A specific acute care physician drives the pathway within the CDU and ambulatory unit and works closely with the medical
team within the emergency department.
These changes have been accompanied by significant improvements to IT systems within the emergency unit and within the
rest of the hospital. The improvements allow clinicians to see live information about the location and status of all patients in the
hospital.
The programme team recognised that improved efficiency in bringing people through the hospital could not be maximised until
the hospital’s discharge processes were improved. Therefore, the programme has involved the introduction of ward rounds
seven days per week, discharge planning from day one, introduction of discharge lounges, ensuring medication is ready for
patients to take home and the introduction of discharge facilitators.
The programme has also succeeded in ensuring there is early involvement from social services when required. One way of
achieving earlier social services involvement has been through the use of ‘trigger length of stay’ meetings. Each ward/specialty
sets a trigger length of stay for each of their patients and meetings are held every Tuesday to discuss cases where a patient’s
stay in hospital has reached their trigger point. These meetings help identify issues that are preventing a patient’s safe
discharge. If the patient is awaiting a social worker assessment, the case is escalated and a response is required from social
services.
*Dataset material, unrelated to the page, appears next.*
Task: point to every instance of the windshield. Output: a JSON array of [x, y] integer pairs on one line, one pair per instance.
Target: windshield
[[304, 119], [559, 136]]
These meetings are held in addition to delayed transfers of care meetings that discuss only the patients who are
classified as delayed transfers of care or are due to become classified as such,
Whilst an internal evaluation of the programme suggests that the changes have resulted in greater compliance with the
emergency department access targets, the unit being under pressure less frequently and positive feedback from staff and
patients, the trust acknowledges that the model is far from perfect. Capacity problems in the rest of the hospital can result in
the short-stay areas being used inappropriately for patients who required admission to the wards. The trust’s ongoing
evaluation of the model aims to ensure continued improvements in efficiency and patient care.